In the lead opinion involving Gary Shultz, the vice president in charge of campus police, the Court gave the most extensive explanation of the facts, the arguments and the law. A Pennsylvania statute guarantees a right to counsel for a witness in a grand jury proceeding. Shultz argued that he was not adequately represented when Baldwin represented him only as an agent of the university. He also argued that she did not adequately represent him as an individual or adequately advise him of his right against self-incrimination, a privilege not available to a corporation. While he admitted that an attorney could limit her representation, he argued that the attorney must obtain informed consent and that she had not discussed those limitations with him or obtained his informed consent to a waiver of the attorney-client privilege.
While the Court agreed that Baldwin could have limited the scope of her representation, it said that her “after-the-fact justifications for her own testimony were not expressed on the record prior to Schultz’s testimony, nor is there sufficient evidence that she properly advised Schultz of the limits of her representation. Simply stating that she could reveal communications to the Penn State Board of Trustees and was general counsel to the University was decidedly inadequate.”
“As our Rules of Professional Conduct illustrate,” the Court wrote, “communications between a putative client and corporate counsel are generally privileged prior to counsel informing the individual of the distinction between representing the individual as an agent of the corporation and representing the person in his or her personal capacity. When corporate counsel clarifies the potential inherent conflict of interest in representing the corporation and an individual and explains that the attorney may divulge the communications between that person and the attorney because they do not represent the individual, the individual may then make a knowing, intelligent, and voluntary decision whether to continue communicating with corporate counsel. This is all the more essential where the purpose of the individual seeking advice relates to an appearance and testimony before a criminal investigating grand jury.”
“Absent a privilege existing for preliminary communications, the putative client cannot have full and frank discussions with the attorney in order to determine whether it would be appropriate for that lawyer to represent him or her in an individual capacity. Furthermore, the attorney might be unable to make a determination as to whether he or she could represent that individual personally if the putative client believes full disclosure will not be kept confidential.”
The Court found that “Schultz’s statutory right to counsel during his grand jury testimony was infringed.” It “left Schultz constructively without personal counsel for purposes of his grand jury appearance…. We find that a putative client must be made expressly aware of that fact.”

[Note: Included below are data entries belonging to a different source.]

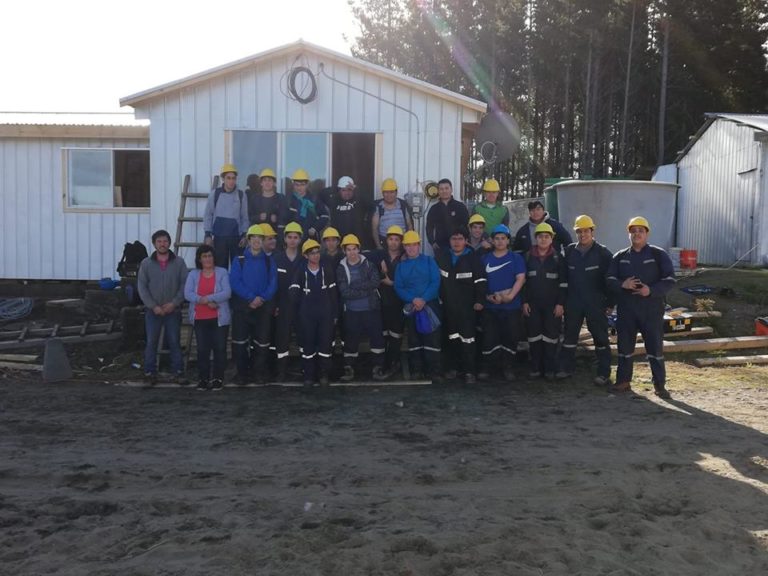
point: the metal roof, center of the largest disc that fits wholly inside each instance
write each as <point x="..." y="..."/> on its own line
<point x="304" y="46"/>
<point x="70" y="119"/>
<point x="756" y="121"/>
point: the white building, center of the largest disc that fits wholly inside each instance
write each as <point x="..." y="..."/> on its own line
<point x="359" y="119"/>
<point x="74" y="190"/>
<point x="722" y="211"/>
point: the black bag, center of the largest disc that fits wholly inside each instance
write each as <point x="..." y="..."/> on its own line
<point x="133" y="254"/>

Without Baldwin having adequately advised Schultz of those distinctions and giving him appropriate warnings, “we conclude that all the communications between Schultz and Ms. Baldwin were protected by the attorney-client privilege” and that she had breached that privilege by testifying before the grand jury with respect to those communications.
After a review of prior cases, the Court held that the charges resulting from Baldwin’s testimony should be dismissed.
YOU NEED TO KNOW
A short article on these cases does not do justice to the intricacies of the legal issues involved. But it is clear that an attorney for an organization has a separate interest from an attorney for the individual employee. The organization may want to disassociate itself from the conduct of the employee and wherever there may be such an issue the individual should seriously consider obtaining personal counsel. It is the obligation of counsel for the organization to make that issue clear to the employee.